[Coleridge’s Literary Remains, Volume 4. by Samuel Taylor Coleridge]@TWC D-Link book
Coleridge’s Literary Remains, Volume 4.

BOOK I
37/39

405.
As for the democratical conceit of them that say that the Parliament hath their governing power, as they are the people's representatives, and so have the members of the convocation, though those represented have no governing power themselves, it is so palpably self-contradicting, that I need not confute it.
Self-contradicting according to Baxter's sense of the words "represent" and "govern." But every rational adult has a governing power: namely, that of governing himself.
Ib.p.

412.
That though a subject ought to take an oath in the sense of his rulers who impose it, as far as he can understand it; yet a man that taketh an oath from a robber to save his life is not always bound to take it in the imposer's sense, if he take it not against the proper sense of the words.
This is a point, on which I have never been able to satisfy myself .-- The only safe conclusion I have been able to draw, being the folly, mischief, and immorality of all oaths but judicial ones,--and those no farther excepted than as they are means of securing a deliberate consciousness of the presence of the Omniscient Judge.

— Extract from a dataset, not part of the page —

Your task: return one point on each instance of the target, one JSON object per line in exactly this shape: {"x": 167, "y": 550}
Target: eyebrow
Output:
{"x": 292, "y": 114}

The inclination of my mind is at this moment, to the principle that an oath may deepen the guilt of an act sinful in itself, but cannot be detached from the act; it being understood that a perfectly voluntary and self-imposed oath is itself a sin.

The man who compels me to take an oath by putting a pistol to my ear has in my mind clearly forfeited all his right to be treated as a moral agent.

Nay, it seems to be a sin to act so as to induce him to suppose himself such.